Monday, February 16, 2009

EYES IN GAZA

by Karen Greenbaum-Maya


I want to write about the children
I've seen their dark, liquid eyes
luminous as onyx

I don't want to write about war
I want to write about those eyes
that strain to figure out
what will happen next
why blue jeans and pans are piled in cartons
why families huddle in freezing schools
and mothers never stop sweeping

I want to wonder
how leaves still feed on sunlight
how the eyes find daylight through the smoke
if moon and silence will return

I can't write about war
I see the untrusting eyes of children
whose dreams are loud as waking
who can't play house
who have learned to be at home
with the ready shape of hatred


Karen Greenbaum-Maya is a clinical psychologist in private practice in Claremont, California.
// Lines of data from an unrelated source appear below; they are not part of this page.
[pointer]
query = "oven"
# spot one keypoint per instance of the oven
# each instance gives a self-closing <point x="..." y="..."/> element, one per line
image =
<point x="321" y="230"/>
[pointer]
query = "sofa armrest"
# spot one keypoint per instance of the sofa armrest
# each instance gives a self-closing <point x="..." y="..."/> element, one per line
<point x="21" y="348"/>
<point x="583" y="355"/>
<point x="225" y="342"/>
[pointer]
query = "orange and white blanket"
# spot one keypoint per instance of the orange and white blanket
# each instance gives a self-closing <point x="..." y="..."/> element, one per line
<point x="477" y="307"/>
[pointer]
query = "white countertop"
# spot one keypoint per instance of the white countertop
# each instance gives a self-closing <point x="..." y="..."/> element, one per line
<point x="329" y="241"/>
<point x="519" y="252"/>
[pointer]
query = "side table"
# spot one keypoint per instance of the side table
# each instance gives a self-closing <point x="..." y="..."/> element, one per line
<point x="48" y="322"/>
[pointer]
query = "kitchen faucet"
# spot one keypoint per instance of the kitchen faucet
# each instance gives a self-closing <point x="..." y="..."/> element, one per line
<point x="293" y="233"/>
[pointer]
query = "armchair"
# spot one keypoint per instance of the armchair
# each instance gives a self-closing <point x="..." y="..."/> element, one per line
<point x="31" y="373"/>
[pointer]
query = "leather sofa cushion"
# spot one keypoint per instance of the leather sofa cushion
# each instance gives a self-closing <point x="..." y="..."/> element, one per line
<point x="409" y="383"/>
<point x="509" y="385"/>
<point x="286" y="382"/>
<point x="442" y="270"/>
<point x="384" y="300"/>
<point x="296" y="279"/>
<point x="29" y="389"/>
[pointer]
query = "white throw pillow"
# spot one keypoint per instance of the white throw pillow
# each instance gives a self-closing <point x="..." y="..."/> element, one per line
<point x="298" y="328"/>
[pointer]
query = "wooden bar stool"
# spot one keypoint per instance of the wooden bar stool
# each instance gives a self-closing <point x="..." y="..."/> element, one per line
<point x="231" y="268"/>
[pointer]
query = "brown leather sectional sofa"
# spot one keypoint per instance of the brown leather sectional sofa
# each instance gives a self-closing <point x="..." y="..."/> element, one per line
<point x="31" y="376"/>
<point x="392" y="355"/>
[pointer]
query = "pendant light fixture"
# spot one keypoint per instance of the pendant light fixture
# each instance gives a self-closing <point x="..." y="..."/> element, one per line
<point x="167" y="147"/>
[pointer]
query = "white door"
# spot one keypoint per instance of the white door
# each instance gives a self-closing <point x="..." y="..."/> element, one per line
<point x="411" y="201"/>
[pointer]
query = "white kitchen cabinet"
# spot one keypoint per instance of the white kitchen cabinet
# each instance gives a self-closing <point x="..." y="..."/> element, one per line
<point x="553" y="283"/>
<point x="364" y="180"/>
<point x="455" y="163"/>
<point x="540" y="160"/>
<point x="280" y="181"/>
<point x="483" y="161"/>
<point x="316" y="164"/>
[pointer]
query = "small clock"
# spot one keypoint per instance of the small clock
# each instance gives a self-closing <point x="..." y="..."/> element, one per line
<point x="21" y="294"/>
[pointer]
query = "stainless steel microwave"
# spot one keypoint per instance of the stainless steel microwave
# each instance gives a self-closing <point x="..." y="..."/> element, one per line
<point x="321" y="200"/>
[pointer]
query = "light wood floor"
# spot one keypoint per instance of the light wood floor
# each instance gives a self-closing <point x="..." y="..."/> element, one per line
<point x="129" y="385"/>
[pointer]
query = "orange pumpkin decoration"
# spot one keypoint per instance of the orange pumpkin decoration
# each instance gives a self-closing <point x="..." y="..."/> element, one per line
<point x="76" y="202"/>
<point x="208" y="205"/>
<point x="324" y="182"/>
Before her doctorate, she majored in German Language and Literature so that she could read poetry for credit. She has written since she was nine, but did not submit poetry for publication until 2007. She laughs at things that no one else thinks are funny. She proof-reads too much for her own good; as a therapeutic measure, she started an on-line photo group dedicated to making public the grammatical and other written idiocies that we see out there. Her poems and photos have appeared in Untamed Ink, O Tempora! Faraway Journal, online whispers & [Shouts], Superficial Flesh, the San Diego City Works Press 2008 anthology of Hunger and Thirst, and Schmap, and will appear in Lilliput Review. A poem of hers has been nominated for the 2010 Pushcart Prize.